Hacker News new | ask | show | jobs
by stephensonsco 2739 days ago
It's a metric that's hard to nail down because there is so much parameter space that you are flattening into one number. Also it doesn't address the "I care about these five high value words (that are made up), can you recognize them?" like product names and company names.

There's ~4 types of audio:

Phone call - close microphone - conversational - low bandwidth audio - two way conversation - more industry specific terminology

Meetings - 2-5 people - conversational - far away mic - better bandwidth audio - more industry specific terminology

Broadcast - usually good diction - close mic - good bandwidth audio - more general terminology

Command&Control (saying to your phone: "go to <this address>") - close mic or array or mics far away - short audio chunks, 2-10 seconds - spoken in a way that makes it easier to recognize (learned behavior) - usually a lot of widely known named entities are said

In that full aggregated line up I bet we'd be in the 22-24% WER pack. That'd mostly be because we focus only on phone calls and meetings. We don't try to improve command&control/broadcast/podcast type yet. Broadcast because it's perceived as lower value (so customers tend not to pay for good recognition for it [we do train models to make them better for specific customers/verticals(usually a reduction of errors by 20-40%), but the buyer has to have a budget for it for now, but there are ways to make it cheaper in the long term]), command and control because you have to have a fleet of devices out in the field collecting data and driving use cases and we don't have customers there yet.

1 comments

I guess maybe a better way to ask is which acoustic environments do you excel in?
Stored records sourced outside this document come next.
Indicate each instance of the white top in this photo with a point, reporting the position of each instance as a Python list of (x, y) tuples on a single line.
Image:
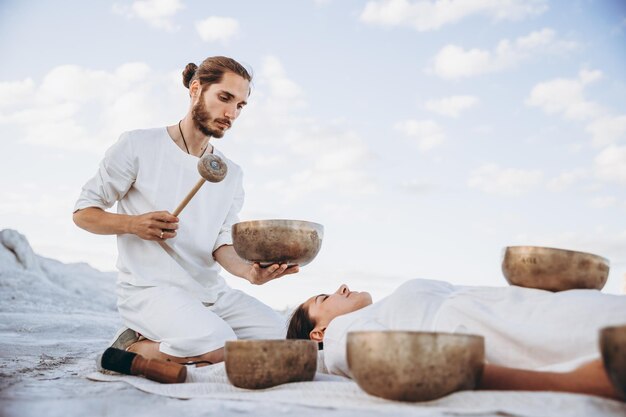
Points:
[(146, 171), (523, 328)]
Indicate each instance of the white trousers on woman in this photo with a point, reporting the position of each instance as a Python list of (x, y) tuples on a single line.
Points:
[(185, 326)]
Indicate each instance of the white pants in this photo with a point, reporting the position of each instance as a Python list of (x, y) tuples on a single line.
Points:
[(185, 326)]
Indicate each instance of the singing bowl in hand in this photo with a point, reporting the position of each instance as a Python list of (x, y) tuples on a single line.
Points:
[(415, 366), (258, 364), (294, 242), (553, 269)]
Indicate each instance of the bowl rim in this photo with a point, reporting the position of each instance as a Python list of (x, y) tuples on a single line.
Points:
[(534, 247), (269, 221)]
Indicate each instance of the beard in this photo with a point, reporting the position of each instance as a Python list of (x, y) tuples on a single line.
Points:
[(202, 120)]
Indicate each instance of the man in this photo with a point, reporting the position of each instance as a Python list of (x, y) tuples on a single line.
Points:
[(170, 293), (534, 339)]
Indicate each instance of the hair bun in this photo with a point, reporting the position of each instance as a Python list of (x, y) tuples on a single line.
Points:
[(188, 73)]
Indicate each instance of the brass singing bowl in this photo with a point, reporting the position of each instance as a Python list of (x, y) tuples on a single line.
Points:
[(258, 364), (613, 348), (294, 242), (553, 269), (415, 366)]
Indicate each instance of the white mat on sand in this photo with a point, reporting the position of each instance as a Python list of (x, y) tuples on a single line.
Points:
[(328, 391)]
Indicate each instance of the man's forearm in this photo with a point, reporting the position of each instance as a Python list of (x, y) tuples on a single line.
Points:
[(96, 220)]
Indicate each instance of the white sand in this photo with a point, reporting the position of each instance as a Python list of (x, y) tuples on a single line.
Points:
[(55, 318)]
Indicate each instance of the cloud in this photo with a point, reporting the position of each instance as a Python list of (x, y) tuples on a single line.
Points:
[(565, 97), (606, 130), (316, 156), (454, 62), (567, 179), (603, 202), (217, 29), (492, 179), (610, 164), (427, 134), (432, 15), (78, 108), (156, 13), (451, 106)]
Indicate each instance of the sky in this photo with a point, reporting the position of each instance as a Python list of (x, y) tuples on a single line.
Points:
[(426, 136)]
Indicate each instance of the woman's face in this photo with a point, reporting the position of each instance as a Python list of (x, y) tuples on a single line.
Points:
[(325, 307)]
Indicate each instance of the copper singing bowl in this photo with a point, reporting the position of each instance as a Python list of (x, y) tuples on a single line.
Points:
[(277, 241), (613, 348), (553, 269), (258, 364), (415, 366)]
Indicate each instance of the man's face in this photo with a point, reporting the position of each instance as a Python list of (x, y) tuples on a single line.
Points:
[(219, 105), (325, 307)]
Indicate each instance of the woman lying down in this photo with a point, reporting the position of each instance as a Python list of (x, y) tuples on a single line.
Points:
[(534, 339)]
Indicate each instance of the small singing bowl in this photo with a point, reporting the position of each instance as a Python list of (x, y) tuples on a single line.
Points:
[(613, 348), (553, 269), (258, 364), (294, 242), (415, 366)]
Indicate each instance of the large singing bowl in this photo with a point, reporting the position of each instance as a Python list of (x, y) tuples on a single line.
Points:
[(415, 366), (294, 242), (553, 269), (258, 364), (613, 348)]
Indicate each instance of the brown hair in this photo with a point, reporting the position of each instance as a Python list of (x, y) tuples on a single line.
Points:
[(301, 324), (211, 71)]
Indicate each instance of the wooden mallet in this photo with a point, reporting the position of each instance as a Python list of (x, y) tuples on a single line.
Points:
[(211, 168)]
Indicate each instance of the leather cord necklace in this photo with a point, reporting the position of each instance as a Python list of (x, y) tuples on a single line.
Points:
[(185, 142)]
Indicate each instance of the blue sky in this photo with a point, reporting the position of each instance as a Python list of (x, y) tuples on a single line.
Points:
[(424, 135)]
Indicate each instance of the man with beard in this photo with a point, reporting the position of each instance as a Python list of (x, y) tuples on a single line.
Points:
[(173, 301)]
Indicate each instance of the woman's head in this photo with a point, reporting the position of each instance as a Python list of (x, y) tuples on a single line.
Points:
[(310, 319)]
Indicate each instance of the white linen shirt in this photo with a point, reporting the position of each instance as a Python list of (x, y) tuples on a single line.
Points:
[(145, 171)]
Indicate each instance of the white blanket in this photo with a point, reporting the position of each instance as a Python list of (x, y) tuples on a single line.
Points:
[(329, 391)]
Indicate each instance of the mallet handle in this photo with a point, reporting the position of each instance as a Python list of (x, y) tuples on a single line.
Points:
[(186, 200)]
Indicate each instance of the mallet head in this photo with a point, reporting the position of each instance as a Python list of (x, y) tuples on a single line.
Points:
[(212, 168)]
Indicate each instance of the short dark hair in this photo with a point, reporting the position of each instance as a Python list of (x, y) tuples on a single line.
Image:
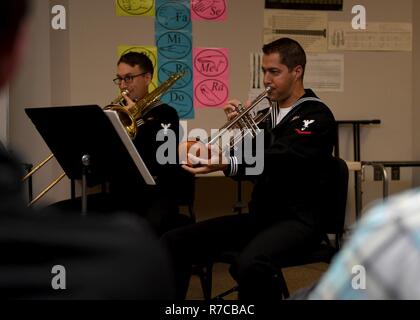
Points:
[(140, 59), (290, 51), (12, 13)]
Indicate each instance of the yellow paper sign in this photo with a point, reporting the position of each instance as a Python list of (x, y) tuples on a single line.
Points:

In terms of gathering data, I'm curious how to plan to get the 15K audio hours it takes to train each of these models. The most you want to segment it (like through acoustic environment or genders), the more data you need. Do you have a cheap way of generating high quality data?
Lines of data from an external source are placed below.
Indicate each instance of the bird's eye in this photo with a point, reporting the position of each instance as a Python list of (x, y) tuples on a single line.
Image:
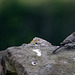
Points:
[(36, 43)]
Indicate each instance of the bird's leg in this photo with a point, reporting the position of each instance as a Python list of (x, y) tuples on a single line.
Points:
[(57, 49)]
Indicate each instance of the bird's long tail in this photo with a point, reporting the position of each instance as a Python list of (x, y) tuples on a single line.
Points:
[(57, 49)]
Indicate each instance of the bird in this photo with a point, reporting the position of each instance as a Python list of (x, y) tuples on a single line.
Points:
[(69, 39), (40, 41)]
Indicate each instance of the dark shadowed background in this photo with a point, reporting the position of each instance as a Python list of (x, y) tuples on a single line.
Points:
[(22, 20)]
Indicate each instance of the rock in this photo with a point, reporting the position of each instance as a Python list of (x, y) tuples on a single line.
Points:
[(39, 60), (36, 59)]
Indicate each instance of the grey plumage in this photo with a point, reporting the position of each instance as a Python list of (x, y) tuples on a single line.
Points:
[(69, 39)]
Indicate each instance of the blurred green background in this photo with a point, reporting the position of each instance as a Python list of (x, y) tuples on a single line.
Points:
[(22, 20)]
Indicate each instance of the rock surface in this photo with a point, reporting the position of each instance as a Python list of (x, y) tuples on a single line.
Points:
[(39, 60)]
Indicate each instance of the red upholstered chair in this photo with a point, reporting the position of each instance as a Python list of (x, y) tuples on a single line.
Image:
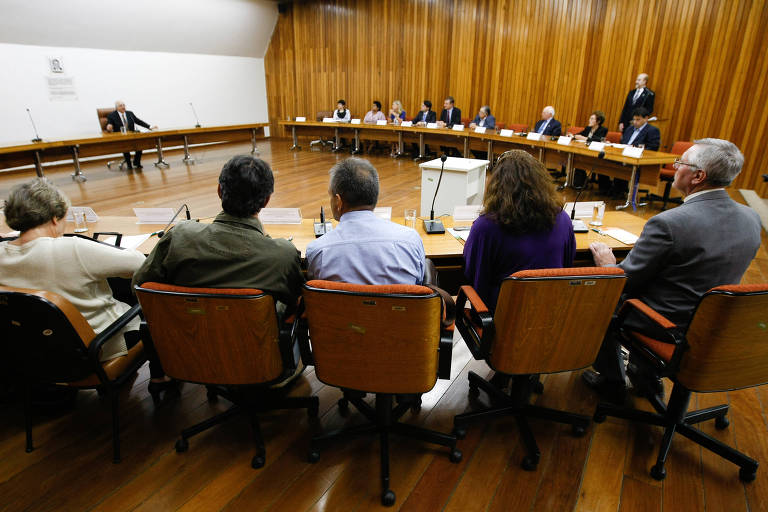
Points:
[(388, 340), (724, 348), (517, 127), (46, 340), (546, 321), (667, 175), (229, 340)]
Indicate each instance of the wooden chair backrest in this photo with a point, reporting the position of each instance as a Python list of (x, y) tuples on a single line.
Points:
[(378, 339), (678, 148), (44, 337), (213, 336), (102, 114), (727, 340), (553, 320)]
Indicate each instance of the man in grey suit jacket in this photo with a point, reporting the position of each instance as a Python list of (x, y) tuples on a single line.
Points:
[(707, 241)]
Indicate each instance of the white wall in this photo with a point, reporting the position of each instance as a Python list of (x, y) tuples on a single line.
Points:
[(156, 86)]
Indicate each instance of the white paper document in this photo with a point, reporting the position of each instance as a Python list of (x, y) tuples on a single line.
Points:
[(153, 215), (280, 216)]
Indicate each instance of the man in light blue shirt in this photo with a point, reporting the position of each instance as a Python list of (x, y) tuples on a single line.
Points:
[(363, 248)]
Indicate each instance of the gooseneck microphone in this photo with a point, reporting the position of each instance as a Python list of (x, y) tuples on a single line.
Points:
[(34, 128), (194, 113), (432, 226), (165, 229)]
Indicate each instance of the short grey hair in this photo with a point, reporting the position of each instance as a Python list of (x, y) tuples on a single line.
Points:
[(356, 181), (721, 160), (34, 203)]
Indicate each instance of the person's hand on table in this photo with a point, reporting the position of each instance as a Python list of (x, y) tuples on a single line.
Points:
[(602, 254)]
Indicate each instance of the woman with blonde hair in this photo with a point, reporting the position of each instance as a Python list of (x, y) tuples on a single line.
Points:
[(522, 226)]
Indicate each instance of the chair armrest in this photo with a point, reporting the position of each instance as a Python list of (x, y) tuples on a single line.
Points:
[(480, 317), (94, 347)]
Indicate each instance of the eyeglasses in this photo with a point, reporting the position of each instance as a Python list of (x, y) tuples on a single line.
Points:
[(679, 162)]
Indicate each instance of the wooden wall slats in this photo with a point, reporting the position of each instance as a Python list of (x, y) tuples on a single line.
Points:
[(706, 59)]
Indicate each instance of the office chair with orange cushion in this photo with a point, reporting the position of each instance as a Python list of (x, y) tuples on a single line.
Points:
[(382, 339), (546, 321), (667, 175), (725, 348), (46, 340), (229, 340)]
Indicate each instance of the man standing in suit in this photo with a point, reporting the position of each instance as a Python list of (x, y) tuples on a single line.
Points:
[(640, 96), (450, 114), (548, 125), (125, 118), (640, 132), (707, 241)]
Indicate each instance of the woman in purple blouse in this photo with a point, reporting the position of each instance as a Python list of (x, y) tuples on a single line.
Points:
[(522, 226)]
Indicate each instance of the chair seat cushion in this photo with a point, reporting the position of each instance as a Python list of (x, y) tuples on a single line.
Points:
[(114, 368), (661, 349)]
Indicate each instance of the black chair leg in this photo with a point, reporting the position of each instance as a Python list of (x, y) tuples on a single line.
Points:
[(113, 398), (28, 416)]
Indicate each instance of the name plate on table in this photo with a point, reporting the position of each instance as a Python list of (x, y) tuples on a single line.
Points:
[(596, 146), (632, 152), (90, 215), (280, 216), (383, 212)]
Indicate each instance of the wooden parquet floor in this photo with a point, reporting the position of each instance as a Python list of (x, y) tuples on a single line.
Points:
[(606, 470)]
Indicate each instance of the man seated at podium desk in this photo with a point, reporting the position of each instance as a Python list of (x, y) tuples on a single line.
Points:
[(121, 118)]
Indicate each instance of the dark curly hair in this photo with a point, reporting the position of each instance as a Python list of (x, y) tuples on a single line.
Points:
[(246, 184), (520, 194)]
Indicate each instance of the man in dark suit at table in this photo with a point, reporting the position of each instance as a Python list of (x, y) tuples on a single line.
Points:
[(640, 132), (640, 96), (125, 118), (707, 241), (548, 125)]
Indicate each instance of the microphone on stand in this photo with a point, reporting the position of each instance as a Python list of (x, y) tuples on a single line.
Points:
[(195, 114), (37, 137), (165, 229), (432, 226)]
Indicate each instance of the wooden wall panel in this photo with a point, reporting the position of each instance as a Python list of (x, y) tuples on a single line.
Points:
[(706, 59)]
I didn't answer "Do you have a cheap way of generating high quality data?". We have good ways to do it. They're not that cheap though. It's expensive (organizationally and real $$$) to label large amounts of data no matter what.
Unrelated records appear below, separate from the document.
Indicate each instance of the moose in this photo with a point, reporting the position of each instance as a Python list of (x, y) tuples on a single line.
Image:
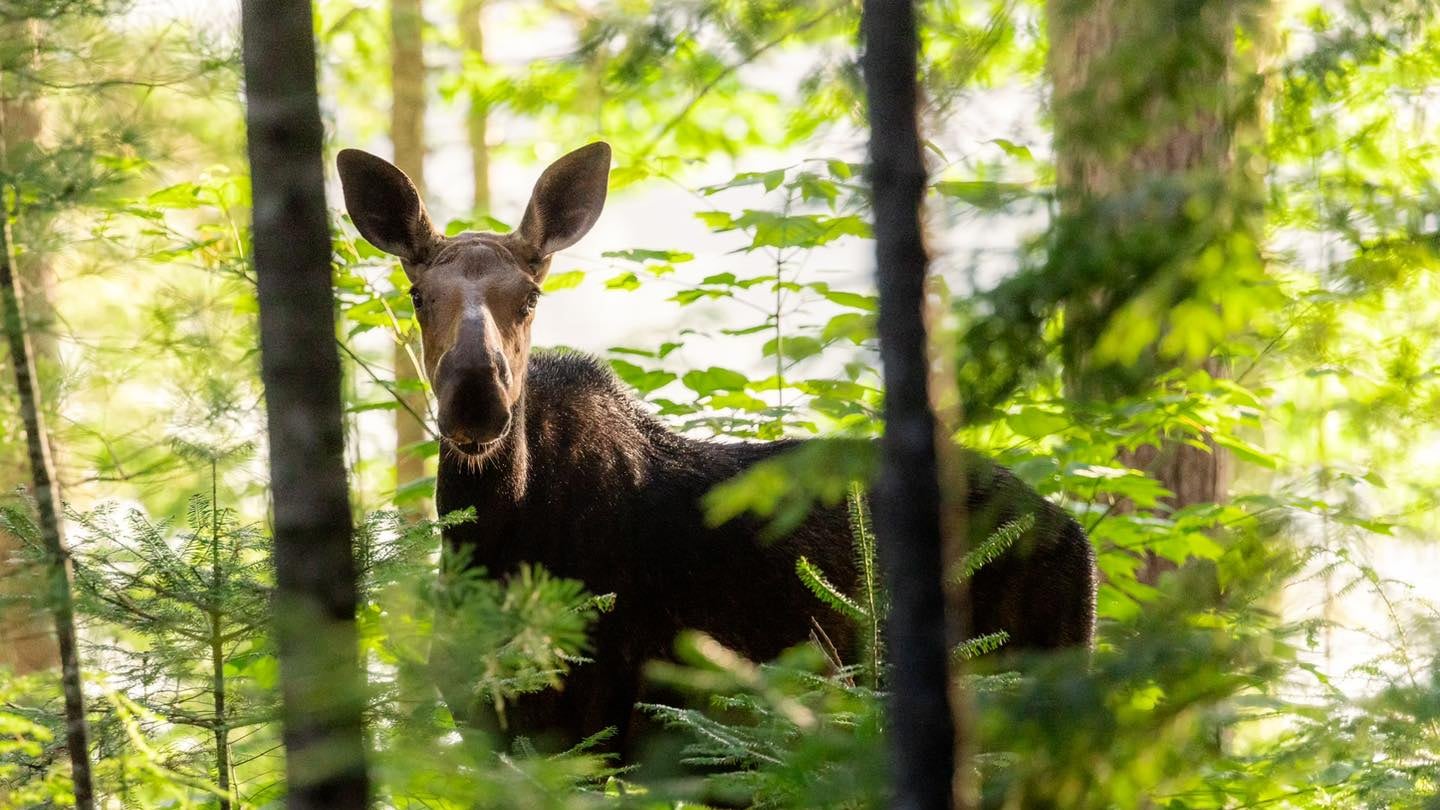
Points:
[(566, 470)]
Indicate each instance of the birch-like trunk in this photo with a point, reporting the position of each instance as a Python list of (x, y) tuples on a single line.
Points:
[(408, 139), (48, 510)]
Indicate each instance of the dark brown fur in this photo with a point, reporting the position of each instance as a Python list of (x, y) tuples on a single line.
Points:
[(565, 469)]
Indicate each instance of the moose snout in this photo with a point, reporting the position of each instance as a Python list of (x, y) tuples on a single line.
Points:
[(473, 407), (471, 389)]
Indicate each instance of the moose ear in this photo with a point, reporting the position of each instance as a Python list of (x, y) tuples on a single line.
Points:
[(568, 199), (385, 206)]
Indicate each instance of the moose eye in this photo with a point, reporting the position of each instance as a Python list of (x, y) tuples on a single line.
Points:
[(530, 303)]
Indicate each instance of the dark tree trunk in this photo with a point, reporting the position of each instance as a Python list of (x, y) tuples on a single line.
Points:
[(314, 570), (906, 493), (46, 500)]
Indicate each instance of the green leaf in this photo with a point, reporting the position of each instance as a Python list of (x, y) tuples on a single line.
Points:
[(566, 280), (713, 379), (641, 379)]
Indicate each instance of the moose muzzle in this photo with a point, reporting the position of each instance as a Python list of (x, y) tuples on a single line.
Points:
[(473, 382)]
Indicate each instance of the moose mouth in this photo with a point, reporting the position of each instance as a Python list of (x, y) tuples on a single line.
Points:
[(474, 450)]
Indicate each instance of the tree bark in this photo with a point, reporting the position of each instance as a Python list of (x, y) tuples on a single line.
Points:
[(222, 728), (321, 683), (408, 139), (46, 502), (906, 492), (25, 642), (1165, 71), (477, 117)]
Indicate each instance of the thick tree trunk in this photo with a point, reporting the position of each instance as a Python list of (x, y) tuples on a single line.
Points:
[(48, 500), (408, 137), (906, 493), (321, 681), (1165, 71), (477, 117), (26, 643)]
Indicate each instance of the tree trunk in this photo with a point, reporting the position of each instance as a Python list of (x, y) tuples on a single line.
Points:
[(25, 642), (408, 137), (46, 502), (1165, 71), (321, 683), (906, 492), (477, 117), (222, 730)]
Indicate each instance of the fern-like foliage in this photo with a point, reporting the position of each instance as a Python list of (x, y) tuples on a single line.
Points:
[(994, 545), (979, 646), (871, 593), (825, 591)]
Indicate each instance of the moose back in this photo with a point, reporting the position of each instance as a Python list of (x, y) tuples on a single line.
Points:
[(566, 470)]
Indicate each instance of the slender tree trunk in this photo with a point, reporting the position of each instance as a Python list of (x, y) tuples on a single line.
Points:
[(222, 730), (46, 500), (408, 137), (321, 685), (906, 493), (1102, 69), (25, 642), (477, 117)]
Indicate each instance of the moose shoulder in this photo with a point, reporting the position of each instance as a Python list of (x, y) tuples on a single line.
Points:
[(565, 469)]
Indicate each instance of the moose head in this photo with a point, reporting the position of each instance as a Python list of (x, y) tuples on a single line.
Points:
[(475, 293)]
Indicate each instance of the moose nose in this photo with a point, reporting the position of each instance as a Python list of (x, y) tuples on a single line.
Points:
[(471, 388)]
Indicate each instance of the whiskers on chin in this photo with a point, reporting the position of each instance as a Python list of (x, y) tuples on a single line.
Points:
[(470, 460), (471, 456)]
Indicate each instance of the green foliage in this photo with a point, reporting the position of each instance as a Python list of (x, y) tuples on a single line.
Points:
[(1288, 662), (788, 732)]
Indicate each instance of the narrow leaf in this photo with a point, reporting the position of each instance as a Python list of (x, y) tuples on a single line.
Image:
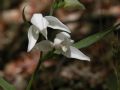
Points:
[(5, 85), (93, 38)]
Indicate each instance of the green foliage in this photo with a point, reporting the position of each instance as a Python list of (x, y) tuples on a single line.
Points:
[(5, 85), (112, 82), (93, 38), (73, 4)]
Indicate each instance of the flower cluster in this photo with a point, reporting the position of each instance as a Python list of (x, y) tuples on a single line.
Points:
[(62, 42)]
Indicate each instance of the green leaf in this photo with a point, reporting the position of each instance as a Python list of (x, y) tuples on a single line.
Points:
[(112, 82), (73, 4), (5, 85), (93, 38)]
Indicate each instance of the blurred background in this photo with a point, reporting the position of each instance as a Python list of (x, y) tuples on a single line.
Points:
[(17, 65)]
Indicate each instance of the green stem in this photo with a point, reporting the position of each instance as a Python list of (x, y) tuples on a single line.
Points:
[(42, 59), (34, 74), (52, 9)]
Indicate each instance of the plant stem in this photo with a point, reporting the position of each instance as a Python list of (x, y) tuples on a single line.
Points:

But we do utilize our capabilities to better tackle the wild data gathering and labeling. For instance, "is every labeled minute just as valuable as any other?". Definitely not. So if you can find and select only the data you want to label, rather than indiscriminately labeling a bunch, then you can increase your overall efficacy.

If you're training from scratch around 10k hours is needed to get a good model, but when you are transfer learning you don't need nearly that much (100 hours gets you a lot).

We excel in phone call and meetings settings. I.e. the typical sales/office/support environment.

Baidu trained their DeepSpeech model with 6000 hours of English to get a model similarly accurate to Google/Microsoft, it may just be the type of quick model your using that needs 10k hours to achieve good results.

Mozilla's DeepSpeech is quite interesting, languages like Turkish can get a decently usable (~20% WER) model with just 80hrs of training data (no transfer learning, starting from a clean slate).

Yep, all good points. One thing to consider is that generalization is a big problem. It's easy to get good on a specific dataset nowadays (like 5-10% word error rate level on academic datasets), but that same model might do 40% WER on data in the wild.